L'acte de penser est réglé par sa fin. – L'élément qui sert de base et de fil conducteur au processus de la réflexion, c'est le besoin de sortir d'un état de doute.

  1. Lorsqu'il n'est pas question de problème à résoudre ou de difficultés à vaincre, les suggestions vont à la dérive ; c'est là un acte de penser du premier type.

  2. Si le flot des suggestions est simplement contrôlé par leur congruité émotionnelle, leur adaptation agréable à un certain tableau ou à une histoire, nous avons le deuxième type.

  3. Mais, s'il y a une question qui demande réponse, une équivoque à éclaircir, le cours des idées s'arrête, les faits passent dans un canal défini. Chaque suggestion, chaque conclusion est examinée en vue de découvrir à quel titre elle peut prétendre résoudre le problème en cause. Cette nécessité d'éclaircir est elle-même une sorte de contrôle des recherches entreprises. Un voyageur, qui désire connaître la route la plus belle, s'inquiétera d'autres considérations et contrôlera des suggestions venant d'une autre source, que s'il désire découvrir la route qui mène le plus rapidement à une ville donnée.

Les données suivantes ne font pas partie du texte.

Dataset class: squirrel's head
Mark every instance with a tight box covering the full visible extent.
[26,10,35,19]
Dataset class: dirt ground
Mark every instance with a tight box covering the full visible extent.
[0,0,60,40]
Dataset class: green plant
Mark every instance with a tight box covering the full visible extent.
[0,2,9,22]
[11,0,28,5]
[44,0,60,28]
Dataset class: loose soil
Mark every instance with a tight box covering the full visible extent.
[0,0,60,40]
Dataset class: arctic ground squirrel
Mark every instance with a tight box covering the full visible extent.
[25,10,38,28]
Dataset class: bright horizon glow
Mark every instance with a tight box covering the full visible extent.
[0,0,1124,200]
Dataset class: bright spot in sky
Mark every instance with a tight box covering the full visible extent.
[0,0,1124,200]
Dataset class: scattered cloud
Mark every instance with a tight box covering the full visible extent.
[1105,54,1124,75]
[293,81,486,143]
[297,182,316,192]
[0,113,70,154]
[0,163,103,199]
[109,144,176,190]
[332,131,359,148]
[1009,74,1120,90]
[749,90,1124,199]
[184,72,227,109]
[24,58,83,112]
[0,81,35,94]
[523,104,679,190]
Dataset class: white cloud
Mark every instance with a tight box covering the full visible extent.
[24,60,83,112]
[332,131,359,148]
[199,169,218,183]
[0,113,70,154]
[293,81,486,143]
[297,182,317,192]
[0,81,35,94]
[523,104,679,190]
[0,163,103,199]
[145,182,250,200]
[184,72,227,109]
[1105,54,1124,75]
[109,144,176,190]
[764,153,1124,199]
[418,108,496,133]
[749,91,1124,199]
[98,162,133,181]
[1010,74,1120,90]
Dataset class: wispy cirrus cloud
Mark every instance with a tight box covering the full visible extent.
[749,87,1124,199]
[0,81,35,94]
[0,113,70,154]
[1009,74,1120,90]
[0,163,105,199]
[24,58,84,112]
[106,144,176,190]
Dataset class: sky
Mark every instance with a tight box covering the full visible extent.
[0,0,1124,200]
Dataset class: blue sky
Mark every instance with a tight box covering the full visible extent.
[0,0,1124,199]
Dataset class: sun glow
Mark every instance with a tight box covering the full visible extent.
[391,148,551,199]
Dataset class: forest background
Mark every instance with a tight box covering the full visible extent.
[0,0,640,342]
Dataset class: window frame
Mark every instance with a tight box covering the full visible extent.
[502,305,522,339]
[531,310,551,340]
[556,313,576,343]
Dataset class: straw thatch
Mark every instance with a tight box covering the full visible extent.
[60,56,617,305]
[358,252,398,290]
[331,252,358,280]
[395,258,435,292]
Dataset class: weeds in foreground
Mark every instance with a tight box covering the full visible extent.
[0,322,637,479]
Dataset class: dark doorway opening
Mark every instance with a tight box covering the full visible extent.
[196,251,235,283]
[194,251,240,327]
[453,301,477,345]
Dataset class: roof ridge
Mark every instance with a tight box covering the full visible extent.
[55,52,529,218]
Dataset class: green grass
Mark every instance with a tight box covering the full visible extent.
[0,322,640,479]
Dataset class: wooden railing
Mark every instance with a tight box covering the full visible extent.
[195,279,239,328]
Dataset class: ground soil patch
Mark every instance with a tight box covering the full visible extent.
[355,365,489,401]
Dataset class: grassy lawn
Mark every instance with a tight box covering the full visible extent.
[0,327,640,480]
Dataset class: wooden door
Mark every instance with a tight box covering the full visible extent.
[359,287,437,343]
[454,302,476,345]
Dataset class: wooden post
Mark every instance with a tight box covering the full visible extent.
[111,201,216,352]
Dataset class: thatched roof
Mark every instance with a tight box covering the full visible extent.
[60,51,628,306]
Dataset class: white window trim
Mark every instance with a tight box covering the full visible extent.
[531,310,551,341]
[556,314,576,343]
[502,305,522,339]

Le problème délimite le but de la pensée et le but de la pensée contrôle le processus de l'acte de penser.[8]

Les 5 étapes de la réflexion [9]

[...] À l'examen de chacun des exemples, on trouve plus ou moins clairement cinq étapes logiquement distinctes :

  1. On se trouve en présence d'une difficulté à résoudre ;

  2. on la localise, on la définit ;

  3. une solution possible s'offre ;

  4. grâce au raisonnement, on établit les bases de la suggestion ;

  5. en continuant à observer et à expérimenter on est amené à adopter ou à rejeter cette suggestion, c'est-à-dire à conclure pour ou contre.

Un bébé intellectuel [10]

Le problème que doit résoudre le bébé détermine l'activité de son esprit (his thinking).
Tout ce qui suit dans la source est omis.